As traditionally defined, propensity scores predict patients’ probabilities of getting one treatment versus a single alternative. Imbens proposed the generalized propensity score to account for multiple levels of treatment.8 In the case of three categorical treatments, the generalized propensity score is estimated with multinomial logistic regression. His work suggests (and others have demonstrated)9 methods for generalized propensity score adjustment based on regression, stratification, and weighting. Imbens8 notes that “matching approaches … appear less well suited to the multi-valued treatment case” (p. 709). We hypothesize that this may be, in some part, because of the computational challenges of matching three, four, or more groups; as the number of groups grows, the complexity of the match increases exponentially. A three-group match with 5000 patients per group would have 125 billion possible match configurations. Lu and Rosenbaum10 present a way to efficiently match with one treatment group and two control groups; a treated patient is matched to a single control chosen optimally from one of the two control groups. Although their work is related to what we present, their study design differs from the clinical scenario we sought to investigate.
If matching in a three-group study is desired, there is a core question of whether to simply rely on pairwise contrasts—in a three-way study, there are three—or to design a matching process that creates trios of patients all of whom, on average, will have similar covariate vectors.
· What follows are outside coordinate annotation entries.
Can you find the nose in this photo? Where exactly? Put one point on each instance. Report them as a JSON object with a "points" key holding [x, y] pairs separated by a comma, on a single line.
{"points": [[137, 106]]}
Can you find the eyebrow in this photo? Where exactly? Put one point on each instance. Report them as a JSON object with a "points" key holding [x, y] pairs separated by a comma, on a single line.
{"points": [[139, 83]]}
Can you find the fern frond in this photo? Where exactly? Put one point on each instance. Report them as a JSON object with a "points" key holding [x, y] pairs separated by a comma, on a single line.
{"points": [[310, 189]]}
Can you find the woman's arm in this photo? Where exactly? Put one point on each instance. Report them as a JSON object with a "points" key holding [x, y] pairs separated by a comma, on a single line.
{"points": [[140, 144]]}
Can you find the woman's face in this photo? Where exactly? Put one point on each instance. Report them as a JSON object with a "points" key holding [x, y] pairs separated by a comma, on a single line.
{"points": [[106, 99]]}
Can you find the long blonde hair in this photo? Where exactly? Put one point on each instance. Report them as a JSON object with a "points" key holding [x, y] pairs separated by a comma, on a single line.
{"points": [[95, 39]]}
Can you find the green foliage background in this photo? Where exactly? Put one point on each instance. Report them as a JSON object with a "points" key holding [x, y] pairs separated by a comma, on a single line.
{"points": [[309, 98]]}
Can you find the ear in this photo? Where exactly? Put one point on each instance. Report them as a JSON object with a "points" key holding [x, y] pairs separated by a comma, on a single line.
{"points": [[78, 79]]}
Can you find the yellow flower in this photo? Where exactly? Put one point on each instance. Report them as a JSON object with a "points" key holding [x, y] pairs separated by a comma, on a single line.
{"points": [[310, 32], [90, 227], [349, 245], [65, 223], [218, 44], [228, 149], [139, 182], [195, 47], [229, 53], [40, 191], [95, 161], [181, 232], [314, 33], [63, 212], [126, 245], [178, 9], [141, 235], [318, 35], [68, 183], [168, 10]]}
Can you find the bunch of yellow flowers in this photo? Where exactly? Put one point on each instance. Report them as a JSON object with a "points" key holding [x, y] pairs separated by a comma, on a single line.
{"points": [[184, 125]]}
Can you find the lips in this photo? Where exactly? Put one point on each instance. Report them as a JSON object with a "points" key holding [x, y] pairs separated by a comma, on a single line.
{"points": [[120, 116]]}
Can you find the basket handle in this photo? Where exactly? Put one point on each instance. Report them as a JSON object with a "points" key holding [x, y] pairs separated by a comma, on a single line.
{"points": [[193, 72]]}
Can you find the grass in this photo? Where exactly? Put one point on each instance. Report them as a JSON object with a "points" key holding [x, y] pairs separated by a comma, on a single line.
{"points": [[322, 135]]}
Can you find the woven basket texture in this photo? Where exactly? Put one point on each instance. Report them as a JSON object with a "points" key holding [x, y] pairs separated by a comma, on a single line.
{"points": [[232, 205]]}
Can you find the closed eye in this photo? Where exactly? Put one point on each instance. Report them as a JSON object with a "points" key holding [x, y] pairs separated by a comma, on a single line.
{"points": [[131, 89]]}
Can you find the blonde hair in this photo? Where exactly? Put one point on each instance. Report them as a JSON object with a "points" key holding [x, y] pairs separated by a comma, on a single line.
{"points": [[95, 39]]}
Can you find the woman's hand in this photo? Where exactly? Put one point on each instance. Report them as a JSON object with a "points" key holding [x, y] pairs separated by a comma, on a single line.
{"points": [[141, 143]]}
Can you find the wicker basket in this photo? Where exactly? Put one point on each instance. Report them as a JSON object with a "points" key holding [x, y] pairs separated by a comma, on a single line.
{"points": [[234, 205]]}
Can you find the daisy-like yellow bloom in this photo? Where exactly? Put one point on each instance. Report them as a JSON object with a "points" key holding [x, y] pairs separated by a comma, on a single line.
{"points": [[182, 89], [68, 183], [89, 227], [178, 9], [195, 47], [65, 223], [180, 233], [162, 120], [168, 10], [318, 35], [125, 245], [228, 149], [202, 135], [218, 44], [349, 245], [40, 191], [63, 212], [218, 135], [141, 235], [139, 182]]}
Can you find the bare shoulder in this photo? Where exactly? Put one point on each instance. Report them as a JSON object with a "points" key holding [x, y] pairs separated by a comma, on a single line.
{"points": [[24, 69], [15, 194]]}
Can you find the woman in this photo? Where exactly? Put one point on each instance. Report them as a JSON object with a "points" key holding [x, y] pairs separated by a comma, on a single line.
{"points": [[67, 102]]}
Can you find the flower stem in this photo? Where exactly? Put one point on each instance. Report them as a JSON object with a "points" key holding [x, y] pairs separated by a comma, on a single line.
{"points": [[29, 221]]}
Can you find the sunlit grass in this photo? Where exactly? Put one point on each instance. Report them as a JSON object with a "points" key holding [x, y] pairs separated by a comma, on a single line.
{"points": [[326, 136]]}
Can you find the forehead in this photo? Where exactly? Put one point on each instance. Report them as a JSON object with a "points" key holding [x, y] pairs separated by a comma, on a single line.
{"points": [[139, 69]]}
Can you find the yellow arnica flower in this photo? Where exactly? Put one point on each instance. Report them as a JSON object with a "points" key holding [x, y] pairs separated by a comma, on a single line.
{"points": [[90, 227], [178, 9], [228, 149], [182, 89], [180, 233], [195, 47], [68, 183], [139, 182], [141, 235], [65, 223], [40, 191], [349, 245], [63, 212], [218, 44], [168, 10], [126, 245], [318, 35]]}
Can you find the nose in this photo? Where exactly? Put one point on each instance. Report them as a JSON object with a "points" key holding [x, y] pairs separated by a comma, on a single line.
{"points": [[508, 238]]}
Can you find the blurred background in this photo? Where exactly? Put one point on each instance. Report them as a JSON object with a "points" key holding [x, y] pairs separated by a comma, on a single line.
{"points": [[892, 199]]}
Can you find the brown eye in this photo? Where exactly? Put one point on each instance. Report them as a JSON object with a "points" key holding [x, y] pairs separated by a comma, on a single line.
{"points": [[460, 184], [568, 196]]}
From a statistical perspective, the pairwise contrast should maximize precision; assuming no unmeasured confounding and no treatment effect heterogeneity, the pairwise contrast should also yield unbiased estimates. Practically, however, these assumptions will often not hold: despite investigators’ best efforts, there is generally some amount of unmeasured confounding and treatment effects may be similar but not entirely homogeneous. In these cases, a minimally biased estimate of the effect in the subpopulation of patients who could reasonably be treated with any of the study drugs may be most clinically meaningful. This estimate would reflect the design of a three-arm randomized trial where patients are in equipoise at the time of randomization.
We describe an efficient new algorithm for caliper-based nearest neighbor propensity score matching on three treatment groups, using the generalized propensity score. We examine the performance of the algorithm through a Monte Carlo simulation study and apply the method to a study of the safety of three classes of analgesics in the treatment of rheumatoid arthritis.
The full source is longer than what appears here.